I’m a newbie in CUDA programming.I have just started with Mean filtering of a 512 * 512 image.I understand that usage of shared memory results in low latency(high bandwidth) and global device memory results in high latency. I have got a problem in the usage of device memory n shared memory.I have two versions of mean filtering kernel- one using device memory n the other one using shared memory.The one using device memory seems to be taking less time than the one using shared memory.This luks really weird.May be the code using shared memory is not optimized.But I’m not able to find ways to optimize it. :(

I’m attaching the code- device memory access code n shared memory access code using different kernal (median_kernel_old, median_kernel ).Can any of u guys luk into these codes n suggest me the flaws in my programming as I’ve just been introduced CUDA programming ? It’d be of great help. :D

mean.txt (9.6 KB)

For one, the switch(tx) causes the threads to diverge; all the threads run all the cases using predication.

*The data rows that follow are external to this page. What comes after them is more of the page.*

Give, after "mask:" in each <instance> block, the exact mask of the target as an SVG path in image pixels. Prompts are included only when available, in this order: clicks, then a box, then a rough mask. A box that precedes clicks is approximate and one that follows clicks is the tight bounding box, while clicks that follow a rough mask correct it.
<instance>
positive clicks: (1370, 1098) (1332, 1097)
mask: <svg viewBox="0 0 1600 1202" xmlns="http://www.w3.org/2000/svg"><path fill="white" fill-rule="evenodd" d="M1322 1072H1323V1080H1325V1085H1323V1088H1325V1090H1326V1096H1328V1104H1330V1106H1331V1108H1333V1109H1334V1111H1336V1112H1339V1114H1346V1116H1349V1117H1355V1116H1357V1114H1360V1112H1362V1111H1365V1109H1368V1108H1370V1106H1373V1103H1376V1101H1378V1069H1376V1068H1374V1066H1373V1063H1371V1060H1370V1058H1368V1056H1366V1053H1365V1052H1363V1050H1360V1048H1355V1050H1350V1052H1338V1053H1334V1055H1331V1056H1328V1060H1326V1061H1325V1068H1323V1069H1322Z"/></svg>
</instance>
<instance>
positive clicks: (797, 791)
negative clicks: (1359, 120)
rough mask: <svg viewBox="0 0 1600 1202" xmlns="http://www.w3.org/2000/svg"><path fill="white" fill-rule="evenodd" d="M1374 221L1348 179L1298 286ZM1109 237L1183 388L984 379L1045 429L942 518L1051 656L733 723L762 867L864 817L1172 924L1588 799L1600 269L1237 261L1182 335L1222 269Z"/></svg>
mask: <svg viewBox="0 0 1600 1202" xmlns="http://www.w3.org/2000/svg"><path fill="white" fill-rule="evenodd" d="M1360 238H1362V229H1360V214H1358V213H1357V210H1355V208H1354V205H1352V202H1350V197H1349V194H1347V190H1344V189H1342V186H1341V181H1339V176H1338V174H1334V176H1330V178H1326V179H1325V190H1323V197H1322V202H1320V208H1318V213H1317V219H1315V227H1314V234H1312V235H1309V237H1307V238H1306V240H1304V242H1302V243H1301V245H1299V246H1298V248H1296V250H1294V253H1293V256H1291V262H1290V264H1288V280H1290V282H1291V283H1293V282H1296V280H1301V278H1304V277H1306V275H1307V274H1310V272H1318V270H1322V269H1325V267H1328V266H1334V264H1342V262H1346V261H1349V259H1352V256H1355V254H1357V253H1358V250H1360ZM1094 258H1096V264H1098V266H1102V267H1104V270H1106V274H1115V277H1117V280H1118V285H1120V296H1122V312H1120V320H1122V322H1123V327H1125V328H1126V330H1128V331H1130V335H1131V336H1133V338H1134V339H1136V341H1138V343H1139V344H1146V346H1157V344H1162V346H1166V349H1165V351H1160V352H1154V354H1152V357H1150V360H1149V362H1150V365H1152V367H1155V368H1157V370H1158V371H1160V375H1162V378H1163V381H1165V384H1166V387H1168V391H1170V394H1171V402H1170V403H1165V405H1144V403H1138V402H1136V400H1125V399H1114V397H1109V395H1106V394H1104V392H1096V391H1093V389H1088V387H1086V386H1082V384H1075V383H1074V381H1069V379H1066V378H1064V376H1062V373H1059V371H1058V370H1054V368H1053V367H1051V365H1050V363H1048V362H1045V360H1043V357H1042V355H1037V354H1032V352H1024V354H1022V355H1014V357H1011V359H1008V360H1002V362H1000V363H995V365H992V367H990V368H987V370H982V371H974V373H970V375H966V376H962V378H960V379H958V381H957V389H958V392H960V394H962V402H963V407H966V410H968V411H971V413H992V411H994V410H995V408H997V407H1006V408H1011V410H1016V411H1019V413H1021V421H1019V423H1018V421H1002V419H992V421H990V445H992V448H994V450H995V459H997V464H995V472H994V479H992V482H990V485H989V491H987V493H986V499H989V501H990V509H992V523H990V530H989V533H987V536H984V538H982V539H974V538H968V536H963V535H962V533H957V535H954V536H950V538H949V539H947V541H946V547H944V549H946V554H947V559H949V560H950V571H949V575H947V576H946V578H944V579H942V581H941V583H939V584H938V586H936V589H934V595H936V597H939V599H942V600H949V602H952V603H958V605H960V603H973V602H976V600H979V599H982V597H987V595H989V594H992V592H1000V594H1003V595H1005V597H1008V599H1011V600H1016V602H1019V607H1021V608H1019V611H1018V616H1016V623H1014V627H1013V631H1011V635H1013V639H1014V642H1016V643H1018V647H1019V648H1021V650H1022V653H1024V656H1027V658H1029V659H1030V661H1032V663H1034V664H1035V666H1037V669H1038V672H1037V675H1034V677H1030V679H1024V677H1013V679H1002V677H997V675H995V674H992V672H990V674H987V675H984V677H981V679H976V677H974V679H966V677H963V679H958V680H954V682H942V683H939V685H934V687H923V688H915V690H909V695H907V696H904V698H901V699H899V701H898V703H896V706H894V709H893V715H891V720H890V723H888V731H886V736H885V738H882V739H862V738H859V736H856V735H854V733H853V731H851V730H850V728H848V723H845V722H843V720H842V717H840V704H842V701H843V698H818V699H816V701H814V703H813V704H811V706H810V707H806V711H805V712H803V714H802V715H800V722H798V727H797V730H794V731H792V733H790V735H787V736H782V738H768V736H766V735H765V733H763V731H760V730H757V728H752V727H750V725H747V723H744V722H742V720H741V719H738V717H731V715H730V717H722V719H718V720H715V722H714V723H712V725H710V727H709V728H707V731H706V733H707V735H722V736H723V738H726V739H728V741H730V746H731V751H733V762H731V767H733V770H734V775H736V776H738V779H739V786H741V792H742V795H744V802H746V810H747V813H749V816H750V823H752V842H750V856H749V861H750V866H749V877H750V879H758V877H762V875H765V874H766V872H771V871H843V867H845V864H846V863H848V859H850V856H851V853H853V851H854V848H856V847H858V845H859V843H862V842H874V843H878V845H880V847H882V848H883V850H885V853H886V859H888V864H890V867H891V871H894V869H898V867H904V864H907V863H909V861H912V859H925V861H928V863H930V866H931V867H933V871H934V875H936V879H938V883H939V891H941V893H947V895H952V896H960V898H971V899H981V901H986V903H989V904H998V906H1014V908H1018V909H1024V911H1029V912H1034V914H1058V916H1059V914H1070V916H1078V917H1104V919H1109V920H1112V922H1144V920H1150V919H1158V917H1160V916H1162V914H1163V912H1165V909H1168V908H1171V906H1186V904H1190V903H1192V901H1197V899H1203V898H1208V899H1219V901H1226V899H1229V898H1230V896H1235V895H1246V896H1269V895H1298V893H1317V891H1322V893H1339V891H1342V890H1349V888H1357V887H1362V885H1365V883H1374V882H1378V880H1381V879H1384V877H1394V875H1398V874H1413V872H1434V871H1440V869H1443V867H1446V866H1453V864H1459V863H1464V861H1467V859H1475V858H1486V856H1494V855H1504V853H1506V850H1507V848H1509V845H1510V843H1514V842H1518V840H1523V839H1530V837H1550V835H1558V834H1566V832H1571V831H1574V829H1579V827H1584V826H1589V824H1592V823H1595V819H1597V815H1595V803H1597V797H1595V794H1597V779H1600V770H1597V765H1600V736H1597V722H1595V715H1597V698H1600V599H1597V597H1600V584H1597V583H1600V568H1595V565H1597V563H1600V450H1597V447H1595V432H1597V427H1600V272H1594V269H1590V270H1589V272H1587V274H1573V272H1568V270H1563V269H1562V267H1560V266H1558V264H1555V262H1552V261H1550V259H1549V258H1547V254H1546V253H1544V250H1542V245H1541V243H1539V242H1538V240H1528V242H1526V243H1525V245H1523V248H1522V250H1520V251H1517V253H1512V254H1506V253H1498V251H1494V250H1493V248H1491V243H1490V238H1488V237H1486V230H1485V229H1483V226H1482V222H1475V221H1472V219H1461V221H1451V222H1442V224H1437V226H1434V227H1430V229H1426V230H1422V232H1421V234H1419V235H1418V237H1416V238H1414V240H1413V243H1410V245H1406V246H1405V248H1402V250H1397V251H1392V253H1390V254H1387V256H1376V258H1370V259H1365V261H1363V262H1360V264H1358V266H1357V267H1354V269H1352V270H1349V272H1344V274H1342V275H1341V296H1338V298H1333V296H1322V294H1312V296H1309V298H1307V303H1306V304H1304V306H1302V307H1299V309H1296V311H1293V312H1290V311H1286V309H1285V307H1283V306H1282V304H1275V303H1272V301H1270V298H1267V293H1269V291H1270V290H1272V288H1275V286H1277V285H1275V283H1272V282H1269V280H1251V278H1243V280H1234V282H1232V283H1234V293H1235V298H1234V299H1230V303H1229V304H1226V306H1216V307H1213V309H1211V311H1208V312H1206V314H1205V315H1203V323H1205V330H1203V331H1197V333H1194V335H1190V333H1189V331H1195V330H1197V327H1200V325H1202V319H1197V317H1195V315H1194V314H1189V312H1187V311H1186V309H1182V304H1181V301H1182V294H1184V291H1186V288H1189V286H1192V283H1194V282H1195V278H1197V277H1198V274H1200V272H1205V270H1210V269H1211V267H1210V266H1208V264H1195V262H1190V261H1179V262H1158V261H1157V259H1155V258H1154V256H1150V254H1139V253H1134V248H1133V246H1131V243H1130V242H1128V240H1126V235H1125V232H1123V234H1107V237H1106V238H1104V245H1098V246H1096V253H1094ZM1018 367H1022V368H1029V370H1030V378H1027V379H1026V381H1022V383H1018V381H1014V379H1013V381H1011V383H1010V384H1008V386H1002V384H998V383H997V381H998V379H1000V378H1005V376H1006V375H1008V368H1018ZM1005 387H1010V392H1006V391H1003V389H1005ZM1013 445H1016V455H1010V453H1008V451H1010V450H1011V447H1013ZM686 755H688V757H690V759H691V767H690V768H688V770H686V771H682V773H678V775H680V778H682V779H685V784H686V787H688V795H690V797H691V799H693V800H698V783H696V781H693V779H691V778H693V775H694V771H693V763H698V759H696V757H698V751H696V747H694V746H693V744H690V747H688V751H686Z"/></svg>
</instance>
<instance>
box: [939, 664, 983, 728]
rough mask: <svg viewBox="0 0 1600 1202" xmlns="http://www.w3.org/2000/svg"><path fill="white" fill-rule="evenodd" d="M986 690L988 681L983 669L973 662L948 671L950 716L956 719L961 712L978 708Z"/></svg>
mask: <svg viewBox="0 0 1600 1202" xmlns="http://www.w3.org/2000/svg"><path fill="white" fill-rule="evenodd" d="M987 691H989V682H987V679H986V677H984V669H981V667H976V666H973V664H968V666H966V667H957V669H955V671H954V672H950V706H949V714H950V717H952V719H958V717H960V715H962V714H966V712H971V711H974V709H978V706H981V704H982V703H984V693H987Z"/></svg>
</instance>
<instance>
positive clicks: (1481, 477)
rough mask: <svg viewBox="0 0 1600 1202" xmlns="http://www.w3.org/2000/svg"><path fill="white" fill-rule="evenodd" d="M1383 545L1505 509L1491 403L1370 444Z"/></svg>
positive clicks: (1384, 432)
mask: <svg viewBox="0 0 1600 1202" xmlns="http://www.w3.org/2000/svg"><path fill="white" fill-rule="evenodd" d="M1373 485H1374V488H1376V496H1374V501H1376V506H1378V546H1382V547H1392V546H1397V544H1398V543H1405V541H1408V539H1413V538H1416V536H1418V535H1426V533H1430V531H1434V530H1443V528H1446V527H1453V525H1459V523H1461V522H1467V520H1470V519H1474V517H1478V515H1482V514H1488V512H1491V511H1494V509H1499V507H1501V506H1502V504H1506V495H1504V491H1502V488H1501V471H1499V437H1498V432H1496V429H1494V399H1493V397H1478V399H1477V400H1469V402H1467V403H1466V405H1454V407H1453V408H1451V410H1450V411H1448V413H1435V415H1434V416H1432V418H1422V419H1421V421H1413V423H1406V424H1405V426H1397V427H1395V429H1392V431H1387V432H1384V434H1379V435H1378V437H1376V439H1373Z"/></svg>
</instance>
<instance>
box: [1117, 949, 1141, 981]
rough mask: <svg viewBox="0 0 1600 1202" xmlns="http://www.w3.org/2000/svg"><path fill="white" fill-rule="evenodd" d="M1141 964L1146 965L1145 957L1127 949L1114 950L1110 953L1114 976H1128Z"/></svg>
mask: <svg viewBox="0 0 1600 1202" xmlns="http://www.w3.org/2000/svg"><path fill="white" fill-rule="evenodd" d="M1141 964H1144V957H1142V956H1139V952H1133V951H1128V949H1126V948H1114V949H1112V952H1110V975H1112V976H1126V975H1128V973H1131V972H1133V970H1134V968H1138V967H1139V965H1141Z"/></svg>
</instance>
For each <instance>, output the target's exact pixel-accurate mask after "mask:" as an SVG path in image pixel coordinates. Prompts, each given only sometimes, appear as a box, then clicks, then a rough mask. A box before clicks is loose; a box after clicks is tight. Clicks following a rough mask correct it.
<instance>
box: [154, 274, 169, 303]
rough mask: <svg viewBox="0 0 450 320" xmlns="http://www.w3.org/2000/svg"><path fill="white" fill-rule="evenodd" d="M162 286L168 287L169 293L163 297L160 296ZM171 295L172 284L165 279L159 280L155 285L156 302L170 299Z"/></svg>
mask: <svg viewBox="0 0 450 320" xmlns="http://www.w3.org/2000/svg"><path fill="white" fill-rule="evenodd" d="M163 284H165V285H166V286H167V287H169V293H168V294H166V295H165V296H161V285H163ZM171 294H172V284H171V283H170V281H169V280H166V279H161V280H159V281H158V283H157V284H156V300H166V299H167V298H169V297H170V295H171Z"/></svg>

Thanks for the reply stewie. I found out that even the one without the shared memory runs extremely slower than a Program that runs on CPU. So, I commented the entire kernal part (of median_kernel_old) and executed the program. It still takes 90% of the original time taken with the code. That is, an empty kernel when called with the follow grid and block size takes 1300 ms to run. It doesnt make too much sense to me. Not sure what I’m missing :huh:

Grid dim = 64 X 64

Block dim = 8 X 8




U should definitely take a bigger block size, e.g. 16 x 16 (programming guide 6.2). I dont know if you allocate shared memory, but this might be a bottle neck if you are using small block dimensions.

But it is unusual that an empty kernel take about 1 sec to execute. Are you sure that you do not allocate memory ?